Asats Are Pandora’s Box
Jim Hackett’s letter, “Obsolete Arguments,” [April 18, p. 18] takes a page out of a familiar political playbook: Charge the other guy with the felony you are committing.
Anti-satellite (Asat) tests were part of the Cold War competition between the United States and the Soviet Union. The last Cold War test of an Asat occurred two decades ago. Today, the United States has never had it so good in space. We have the most to gain if we do not initiate a new round of Asat tests, and we have the most to lose if we open up this Pandora’s box. So who in this debate is using obsolete arguments?
As for the Kinetic Energy anti-satellite weapon (KE-Asat), there is no way to make a silk purse out of this sow’s ear.
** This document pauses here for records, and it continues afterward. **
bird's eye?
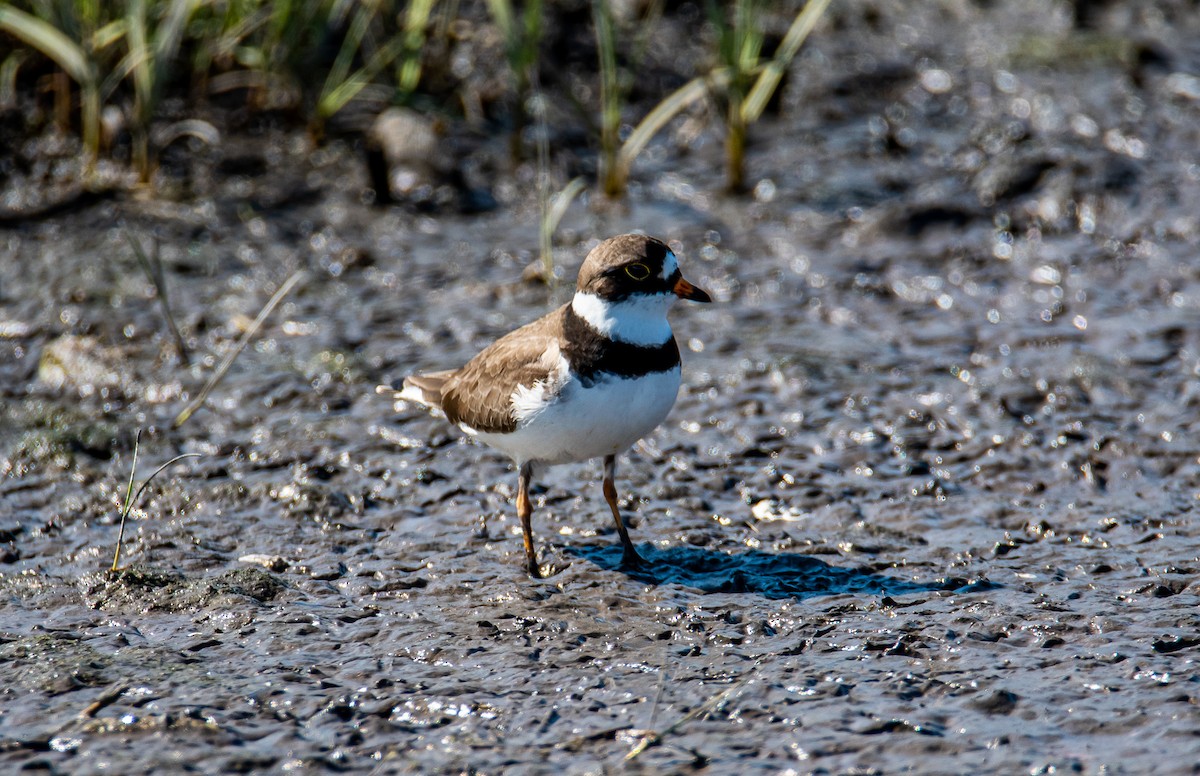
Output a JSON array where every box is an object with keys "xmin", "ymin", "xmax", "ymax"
[{"xmin": 624, "ymin": 263, "xmax": 651, "ymax": 281}]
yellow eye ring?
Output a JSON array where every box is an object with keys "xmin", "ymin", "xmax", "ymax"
[{"xmin": 624, "ymin": 262, "xmax": 651, "ymax": 281}]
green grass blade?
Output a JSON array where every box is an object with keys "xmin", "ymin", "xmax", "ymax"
[
  {"xmin": 319, "ymin": 0, "xmax": 374, "ymax": 115},
  {"xmin": 119, "ymin": 430, "xmax": 141, "ymax": 523},
  {"xmin": 93, "ymin": 18, "xmax": 127, "ymax": 52},
  {"xmin": 127, "ymin": 454, "xmax": 201, "ymax": 520},
  {"xmin": 0, "ymin": 50, "xmax": 24, "ymax": 108},
  {"xmin": 616, "ymin": 68, "xmax": 729, "ymax": 185},
  {"xmin": 153, "ymin": 0, "xmax": 202, "ymax": 68},
  {"xmin": 398, "ymin": 0, "xmax": 437, "ymax": 94},
  {"xmin": 734, "ymin": 0, "xmax": 764, "ymax": 73},
  {"xmin": 77, "ymin": 0, "xmax": 101, "ymax": 33},
  {"xmin": 517, "ymin": 0, "xmax": 542, "ymax": 72},
  {"xmin": 318, "ymin": 35, "xmax": 406, "ymax": 119},
  {"xmin": 741, "ymin": 0, "xmax": 831, "ymax": 124},
  {"xmin": 126, "ymin": 0, "xmax": 151, "ymax": 117},
  {"xmin": 101, "ymin": 47, "xmax": 138, "ymax": 103},
  {"xmin": 593, "ymin": 0, "xmax": 621, "ymax": 195},
  {"xmin": 0, "ymin": 5, "xmax": 93, "ymax": 85},
  {"xmin": 112, "ymin": 429, "xmax": 142, "ymax": 572},
  {"xmin": 110, "ymin": 430, "xmax": 200, "ymax": 573},
  {"xmin": 539, "ymin": 176, "xmax": 586, "ymax": 281},
  {"xmin": 484, "ymin": 0, "xmax": 514, "ymax": 41}
]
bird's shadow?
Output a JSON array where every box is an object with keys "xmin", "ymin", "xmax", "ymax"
[{"xmin": 566, "ymin": 544, "xmax": 996, "ymax": 600}]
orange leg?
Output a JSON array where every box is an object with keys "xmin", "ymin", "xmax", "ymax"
[
  {"xmin": 603, "ymin": 455, "xmax": 645, "ymax": 569},
  {"xmin": 517, "ymin": 462, "xmax": 542, "ymax": 578}
]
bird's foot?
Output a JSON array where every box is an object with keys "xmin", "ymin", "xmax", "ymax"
[{"xmin": 619, "ymin": 548, "xmax": 647, "ymax": 571}]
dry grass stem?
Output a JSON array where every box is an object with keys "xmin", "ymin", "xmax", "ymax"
[
  {"xmin": 624, "ymin": 666, "xmax": 757, "ymax": 761},
  {"xmin": 126, "ymin": 230, "xmax": 189, "ymax": 365},
  {"xmin": 172, "ymin": 269, "xmax": 307, "ymax": 428}
]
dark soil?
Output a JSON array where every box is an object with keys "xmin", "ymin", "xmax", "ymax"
[{"xmin": 3, "ymin": 2, "xmax": 1200, "ymax": 773}]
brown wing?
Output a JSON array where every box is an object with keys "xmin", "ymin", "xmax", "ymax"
[{"xmin": 437, "ymin": 307, "xmax": 566, "ymax": 434}]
When one space object is traveling at 10 kilometers per second and another seeks to collide with it, a big mess will be created — whether or not one of the colliding objects is in the shape of a giant Kevlar flyswatter.
Hackett’s assertion that the old KE-Asat design would disrupt another satellite’s activities “without creating large amounts of debris” is false, which is one of the reasons why the Pentagon’s preference is to employ temporary and reversible Asat effects. It is impossible for a KE-Asat to be “specifically designed to avoid creating space debris,” as Hackett argues in his letter.
A direct attack on a satellite, whether by temporary and reversible effects or by kinetic energy, will be a momentous event.
It is unlikely, however, to be an isolated event. We already place heavy burdens on our men and women in uniform. We need to think through in advance what is likely to happen after the first U.S. blow is struck in space.
U.S. advocates of what is euphemistically known as “offensive counter-space” tests and programs have yet to explain how our national and economic security are improved by turning space into a shooting gallery.